Eco casts a shadow over the 21st century.  Before the turn of the millennium, he was already dealing with ways of writing and thinking that are becoming prominent in this century.  And he should hold a special place in the heart of readers who love imaginative fictions and great writing.

There are still 20th century people abroad who belabour the world with that century’s binary thinking – literary or genre, say, the kind of people who believe there are still boundaries around what we do.  Eco loved his cultural tropes, his comics – he wrote a great piece about Charles Schultz’s brilliant Peanuts comic strip which you can probably find online somewhere – his detective fiction, his fantasy (or magical realism for those who find that word sticks in their craw).  The Name of the Rose managed to be both massively literate, an intellectual dissection of religious thinking and repression, a historical tract, and a gripping murder mystery.

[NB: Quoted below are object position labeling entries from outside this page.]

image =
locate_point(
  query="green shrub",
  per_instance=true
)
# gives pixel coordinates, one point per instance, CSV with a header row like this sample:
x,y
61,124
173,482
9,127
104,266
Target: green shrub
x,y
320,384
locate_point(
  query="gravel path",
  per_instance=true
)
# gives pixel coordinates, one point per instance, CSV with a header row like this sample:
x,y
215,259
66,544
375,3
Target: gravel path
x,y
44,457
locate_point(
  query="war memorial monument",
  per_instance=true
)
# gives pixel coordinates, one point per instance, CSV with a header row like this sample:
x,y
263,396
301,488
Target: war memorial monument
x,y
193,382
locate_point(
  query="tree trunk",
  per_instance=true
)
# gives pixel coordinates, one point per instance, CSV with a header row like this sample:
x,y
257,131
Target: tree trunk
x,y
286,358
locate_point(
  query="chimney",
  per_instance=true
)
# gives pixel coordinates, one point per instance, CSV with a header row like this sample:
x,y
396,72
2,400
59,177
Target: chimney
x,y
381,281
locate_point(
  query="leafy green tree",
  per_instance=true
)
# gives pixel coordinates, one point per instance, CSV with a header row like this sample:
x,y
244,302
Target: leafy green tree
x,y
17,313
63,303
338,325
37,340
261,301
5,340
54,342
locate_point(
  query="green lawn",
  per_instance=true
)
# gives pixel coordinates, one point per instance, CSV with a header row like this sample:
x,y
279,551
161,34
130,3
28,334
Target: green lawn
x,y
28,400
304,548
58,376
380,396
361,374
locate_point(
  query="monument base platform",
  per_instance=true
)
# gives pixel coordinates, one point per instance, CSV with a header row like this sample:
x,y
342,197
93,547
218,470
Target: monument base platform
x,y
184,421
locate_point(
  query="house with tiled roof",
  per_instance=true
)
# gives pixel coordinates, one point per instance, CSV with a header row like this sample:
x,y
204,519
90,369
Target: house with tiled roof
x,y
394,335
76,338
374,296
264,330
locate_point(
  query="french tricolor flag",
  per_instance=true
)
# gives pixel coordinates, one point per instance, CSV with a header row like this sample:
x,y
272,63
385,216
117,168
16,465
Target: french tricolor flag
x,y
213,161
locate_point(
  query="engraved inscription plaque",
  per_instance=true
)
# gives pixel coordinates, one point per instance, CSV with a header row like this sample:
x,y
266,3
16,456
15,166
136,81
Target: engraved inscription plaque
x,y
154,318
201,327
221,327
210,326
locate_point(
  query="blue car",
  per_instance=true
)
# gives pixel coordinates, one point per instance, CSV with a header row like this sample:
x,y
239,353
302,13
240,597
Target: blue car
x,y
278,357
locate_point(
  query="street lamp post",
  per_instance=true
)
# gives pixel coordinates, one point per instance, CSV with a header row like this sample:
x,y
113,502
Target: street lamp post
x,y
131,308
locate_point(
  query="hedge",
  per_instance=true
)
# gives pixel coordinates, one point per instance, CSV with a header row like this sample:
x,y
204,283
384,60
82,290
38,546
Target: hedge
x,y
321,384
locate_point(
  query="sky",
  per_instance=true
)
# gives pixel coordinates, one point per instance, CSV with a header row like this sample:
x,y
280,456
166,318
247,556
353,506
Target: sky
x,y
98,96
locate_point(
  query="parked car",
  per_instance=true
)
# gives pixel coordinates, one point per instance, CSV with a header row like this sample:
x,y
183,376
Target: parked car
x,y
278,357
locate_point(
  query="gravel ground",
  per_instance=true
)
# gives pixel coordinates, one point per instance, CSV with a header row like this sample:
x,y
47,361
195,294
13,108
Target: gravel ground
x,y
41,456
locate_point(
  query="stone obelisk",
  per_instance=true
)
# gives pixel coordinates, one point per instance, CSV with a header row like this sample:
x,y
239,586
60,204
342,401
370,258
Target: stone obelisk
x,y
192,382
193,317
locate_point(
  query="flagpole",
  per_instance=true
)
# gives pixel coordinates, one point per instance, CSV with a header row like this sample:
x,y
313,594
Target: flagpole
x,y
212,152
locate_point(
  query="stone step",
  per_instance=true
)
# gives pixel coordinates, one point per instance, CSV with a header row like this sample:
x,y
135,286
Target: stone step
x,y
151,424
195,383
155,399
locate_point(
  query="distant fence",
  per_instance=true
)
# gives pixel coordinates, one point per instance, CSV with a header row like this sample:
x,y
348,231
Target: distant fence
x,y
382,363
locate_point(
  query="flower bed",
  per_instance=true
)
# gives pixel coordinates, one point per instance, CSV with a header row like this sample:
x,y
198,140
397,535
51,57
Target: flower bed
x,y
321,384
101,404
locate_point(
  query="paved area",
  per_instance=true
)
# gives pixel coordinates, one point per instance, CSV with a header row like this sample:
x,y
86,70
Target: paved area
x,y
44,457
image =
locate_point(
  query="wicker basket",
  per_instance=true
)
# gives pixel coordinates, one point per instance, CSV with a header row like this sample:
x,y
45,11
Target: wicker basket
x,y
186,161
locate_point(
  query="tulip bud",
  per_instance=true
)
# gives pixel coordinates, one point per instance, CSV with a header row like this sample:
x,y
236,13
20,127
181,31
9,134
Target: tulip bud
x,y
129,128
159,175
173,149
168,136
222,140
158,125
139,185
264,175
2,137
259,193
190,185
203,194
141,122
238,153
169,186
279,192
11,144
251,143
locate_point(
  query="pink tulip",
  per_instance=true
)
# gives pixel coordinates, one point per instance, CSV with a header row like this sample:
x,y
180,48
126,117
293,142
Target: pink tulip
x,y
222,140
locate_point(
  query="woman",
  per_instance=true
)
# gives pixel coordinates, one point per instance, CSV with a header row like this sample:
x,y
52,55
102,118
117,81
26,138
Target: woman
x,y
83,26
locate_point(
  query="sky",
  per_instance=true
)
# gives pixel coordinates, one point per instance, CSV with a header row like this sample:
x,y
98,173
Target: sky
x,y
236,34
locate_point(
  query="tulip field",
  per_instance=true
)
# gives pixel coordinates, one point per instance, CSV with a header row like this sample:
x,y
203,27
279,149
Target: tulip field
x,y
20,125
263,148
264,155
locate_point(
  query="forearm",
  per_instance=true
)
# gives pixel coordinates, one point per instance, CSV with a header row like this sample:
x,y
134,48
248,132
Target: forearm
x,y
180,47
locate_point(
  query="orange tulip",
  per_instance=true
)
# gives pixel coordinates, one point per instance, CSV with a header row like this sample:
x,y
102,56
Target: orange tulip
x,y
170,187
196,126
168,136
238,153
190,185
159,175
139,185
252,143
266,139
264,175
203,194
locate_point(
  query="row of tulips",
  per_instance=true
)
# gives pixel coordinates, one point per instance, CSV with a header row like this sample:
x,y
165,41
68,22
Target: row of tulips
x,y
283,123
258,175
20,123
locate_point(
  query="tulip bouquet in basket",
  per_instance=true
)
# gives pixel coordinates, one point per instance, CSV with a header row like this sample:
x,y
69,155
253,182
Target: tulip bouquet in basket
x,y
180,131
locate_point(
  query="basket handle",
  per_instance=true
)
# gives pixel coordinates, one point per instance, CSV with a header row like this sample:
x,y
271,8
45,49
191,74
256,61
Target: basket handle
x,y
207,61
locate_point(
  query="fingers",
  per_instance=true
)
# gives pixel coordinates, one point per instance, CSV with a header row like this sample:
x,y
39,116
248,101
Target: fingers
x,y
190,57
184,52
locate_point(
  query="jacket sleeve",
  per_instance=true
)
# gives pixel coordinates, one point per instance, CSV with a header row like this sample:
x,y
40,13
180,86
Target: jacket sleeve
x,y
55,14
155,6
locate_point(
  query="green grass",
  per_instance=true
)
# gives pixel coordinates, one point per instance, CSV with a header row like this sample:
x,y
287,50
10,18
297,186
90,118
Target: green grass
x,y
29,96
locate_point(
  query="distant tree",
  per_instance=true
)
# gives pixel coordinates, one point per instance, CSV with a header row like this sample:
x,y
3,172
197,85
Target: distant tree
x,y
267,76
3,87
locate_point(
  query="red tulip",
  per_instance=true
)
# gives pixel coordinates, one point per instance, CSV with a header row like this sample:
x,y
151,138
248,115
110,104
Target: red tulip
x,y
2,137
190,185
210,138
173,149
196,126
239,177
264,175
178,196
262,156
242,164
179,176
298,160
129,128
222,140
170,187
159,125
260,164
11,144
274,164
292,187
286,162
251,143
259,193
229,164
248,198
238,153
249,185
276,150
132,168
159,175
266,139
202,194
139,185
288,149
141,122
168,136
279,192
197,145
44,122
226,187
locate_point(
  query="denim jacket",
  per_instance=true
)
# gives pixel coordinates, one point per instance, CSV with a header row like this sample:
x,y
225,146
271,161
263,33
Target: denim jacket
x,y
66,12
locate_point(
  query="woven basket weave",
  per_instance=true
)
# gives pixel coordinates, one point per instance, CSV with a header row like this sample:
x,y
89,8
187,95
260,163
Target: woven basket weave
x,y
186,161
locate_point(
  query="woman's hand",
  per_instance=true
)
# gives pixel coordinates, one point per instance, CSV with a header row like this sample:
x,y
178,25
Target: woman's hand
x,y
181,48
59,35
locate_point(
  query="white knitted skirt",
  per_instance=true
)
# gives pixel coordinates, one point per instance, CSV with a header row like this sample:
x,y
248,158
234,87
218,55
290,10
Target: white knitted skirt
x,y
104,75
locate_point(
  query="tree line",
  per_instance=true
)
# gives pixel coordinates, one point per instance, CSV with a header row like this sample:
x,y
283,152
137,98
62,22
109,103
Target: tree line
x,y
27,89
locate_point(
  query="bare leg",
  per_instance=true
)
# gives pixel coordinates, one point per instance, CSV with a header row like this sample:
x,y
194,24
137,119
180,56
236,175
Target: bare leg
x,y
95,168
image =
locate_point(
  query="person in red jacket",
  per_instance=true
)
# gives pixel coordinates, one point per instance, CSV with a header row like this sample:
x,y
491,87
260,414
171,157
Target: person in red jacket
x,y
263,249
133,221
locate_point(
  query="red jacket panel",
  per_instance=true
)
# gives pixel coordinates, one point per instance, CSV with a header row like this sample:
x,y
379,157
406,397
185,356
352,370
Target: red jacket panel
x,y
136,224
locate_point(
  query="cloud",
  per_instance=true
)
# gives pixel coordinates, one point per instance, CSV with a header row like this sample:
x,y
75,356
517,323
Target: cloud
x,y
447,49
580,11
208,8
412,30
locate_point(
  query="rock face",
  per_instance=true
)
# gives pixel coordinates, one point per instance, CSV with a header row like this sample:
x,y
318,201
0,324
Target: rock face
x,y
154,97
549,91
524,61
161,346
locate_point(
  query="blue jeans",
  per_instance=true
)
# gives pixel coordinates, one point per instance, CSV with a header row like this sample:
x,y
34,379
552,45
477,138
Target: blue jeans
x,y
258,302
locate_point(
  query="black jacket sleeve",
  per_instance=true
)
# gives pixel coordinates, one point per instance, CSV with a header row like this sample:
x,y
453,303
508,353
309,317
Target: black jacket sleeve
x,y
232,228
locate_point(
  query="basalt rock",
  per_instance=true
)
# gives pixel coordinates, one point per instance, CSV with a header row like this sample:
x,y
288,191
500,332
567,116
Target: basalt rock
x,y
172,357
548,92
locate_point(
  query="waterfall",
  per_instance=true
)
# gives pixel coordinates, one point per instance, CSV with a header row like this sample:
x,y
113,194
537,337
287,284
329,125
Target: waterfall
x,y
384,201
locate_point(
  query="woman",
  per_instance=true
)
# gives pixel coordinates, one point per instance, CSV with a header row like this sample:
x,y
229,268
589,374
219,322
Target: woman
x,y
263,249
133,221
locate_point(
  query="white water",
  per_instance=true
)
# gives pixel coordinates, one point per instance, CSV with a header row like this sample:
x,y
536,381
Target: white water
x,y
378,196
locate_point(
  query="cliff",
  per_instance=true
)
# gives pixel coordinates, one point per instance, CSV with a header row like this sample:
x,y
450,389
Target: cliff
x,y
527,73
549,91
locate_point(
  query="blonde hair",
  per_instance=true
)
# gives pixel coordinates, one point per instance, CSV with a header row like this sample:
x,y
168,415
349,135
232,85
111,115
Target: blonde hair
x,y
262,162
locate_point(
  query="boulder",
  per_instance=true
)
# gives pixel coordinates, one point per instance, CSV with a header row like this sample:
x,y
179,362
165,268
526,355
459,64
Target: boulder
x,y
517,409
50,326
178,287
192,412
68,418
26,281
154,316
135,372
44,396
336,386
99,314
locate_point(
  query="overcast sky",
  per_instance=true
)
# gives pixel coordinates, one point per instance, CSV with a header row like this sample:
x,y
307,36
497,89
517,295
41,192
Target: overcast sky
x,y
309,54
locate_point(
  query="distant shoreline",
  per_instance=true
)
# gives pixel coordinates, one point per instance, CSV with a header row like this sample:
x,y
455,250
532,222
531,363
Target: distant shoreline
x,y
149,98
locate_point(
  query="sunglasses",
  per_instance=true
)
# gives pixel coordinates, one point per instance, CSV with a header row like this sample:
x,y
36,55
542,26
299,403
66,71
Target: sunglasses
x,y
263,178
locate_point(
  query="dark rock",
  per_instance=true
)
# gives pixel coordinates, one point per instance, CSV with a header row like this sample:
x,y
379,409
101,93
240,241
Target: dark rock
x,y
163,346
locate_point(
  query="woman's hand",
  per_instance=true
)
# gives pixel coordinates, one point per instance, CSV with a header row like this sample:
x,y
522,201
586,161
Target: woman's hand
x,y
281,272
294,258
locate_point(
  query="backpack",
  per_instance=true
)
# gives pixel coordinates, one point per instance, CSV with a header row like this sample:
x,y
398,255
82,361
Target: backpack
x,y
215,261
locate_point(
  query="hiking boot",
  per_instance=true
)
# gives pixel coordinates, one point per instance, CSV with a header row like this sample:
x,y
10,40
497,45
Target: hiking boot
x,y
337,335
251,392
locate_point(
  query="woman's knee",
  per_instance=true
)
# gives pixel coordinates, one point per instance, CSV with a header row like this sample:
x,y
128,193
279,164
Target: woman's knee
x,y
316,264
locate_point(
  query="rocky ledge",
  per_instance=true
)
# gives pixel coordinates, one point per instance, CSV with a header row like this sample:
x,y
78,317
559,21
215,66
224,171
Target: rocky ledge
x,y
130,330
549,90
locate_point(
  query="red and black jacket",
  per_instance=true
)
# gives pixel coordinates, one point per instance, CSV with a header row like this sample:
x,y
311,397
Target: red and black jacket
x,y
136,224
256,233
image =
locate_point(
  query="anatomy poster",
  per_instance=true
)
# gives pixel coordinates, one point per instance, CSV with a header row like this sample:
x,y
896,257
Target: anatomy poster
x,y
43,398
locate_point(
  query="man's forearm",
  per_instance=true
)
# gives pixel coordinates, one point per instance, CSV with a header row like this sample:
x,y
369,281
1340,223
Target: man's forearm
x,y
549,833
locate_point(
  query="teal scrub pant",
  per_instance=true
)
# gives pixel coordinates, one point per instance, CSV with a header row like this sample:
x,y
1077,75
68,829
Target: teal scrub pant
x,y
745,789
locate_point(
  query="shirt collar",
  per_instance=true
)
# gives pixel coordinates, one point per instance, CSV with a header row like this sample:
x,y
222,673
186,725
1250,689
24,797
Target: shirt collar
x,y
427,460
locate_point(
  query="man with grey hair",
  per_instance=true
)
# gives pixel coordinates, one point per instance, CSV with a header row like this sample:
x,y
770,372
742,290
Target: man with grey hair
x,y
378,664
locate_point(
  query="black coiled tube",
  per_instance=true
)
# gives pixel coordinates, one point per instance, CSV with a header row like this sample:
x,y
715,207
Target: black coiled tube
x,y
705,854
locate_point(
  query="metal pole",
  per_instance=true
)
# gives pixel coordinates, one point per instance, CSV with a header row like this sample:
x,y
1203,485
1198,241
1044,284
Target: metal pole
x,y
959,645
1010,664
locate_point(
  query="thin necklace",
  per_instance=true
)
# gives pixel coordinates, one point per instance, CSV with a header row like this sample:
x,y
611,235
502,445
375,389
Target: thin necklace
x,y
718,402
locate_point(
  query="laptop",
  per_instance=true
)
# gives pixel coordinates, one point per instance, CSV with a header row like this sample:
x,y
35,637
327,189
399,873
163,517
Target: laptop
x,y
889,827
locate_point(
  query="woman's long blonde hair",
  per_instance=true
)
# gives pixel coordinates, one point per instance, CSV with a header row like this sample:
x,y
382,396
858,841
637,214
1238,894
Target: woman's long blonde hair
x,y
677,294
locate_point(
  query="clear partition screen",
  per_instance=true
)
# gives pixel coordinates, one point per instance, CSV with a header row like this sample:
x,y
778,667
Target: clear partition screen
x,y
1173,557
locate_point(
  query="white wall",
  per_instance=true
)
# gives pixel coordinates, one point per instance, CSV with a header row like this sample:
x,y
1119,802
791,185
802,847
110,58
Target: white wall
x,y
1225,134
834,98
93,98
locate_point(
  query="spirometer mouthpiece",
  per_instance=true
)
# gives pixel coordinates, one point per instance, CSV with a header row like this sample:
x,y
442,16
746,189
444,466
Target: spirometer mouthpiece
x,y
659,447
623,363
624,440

Foucault’s Pendulum takes your hand and leads you slowly away from the real world into a labyrinth of paranoia where anything might be true, or nothing.  Eco claims he invented Dan Brown in this novel, and the author then took on a life of his own and wrote The Da Vinci Code.

Eco showed us how we can think about stories once we throw off the shackles of the last century.  He will be missed for his work, but remembered for his road map.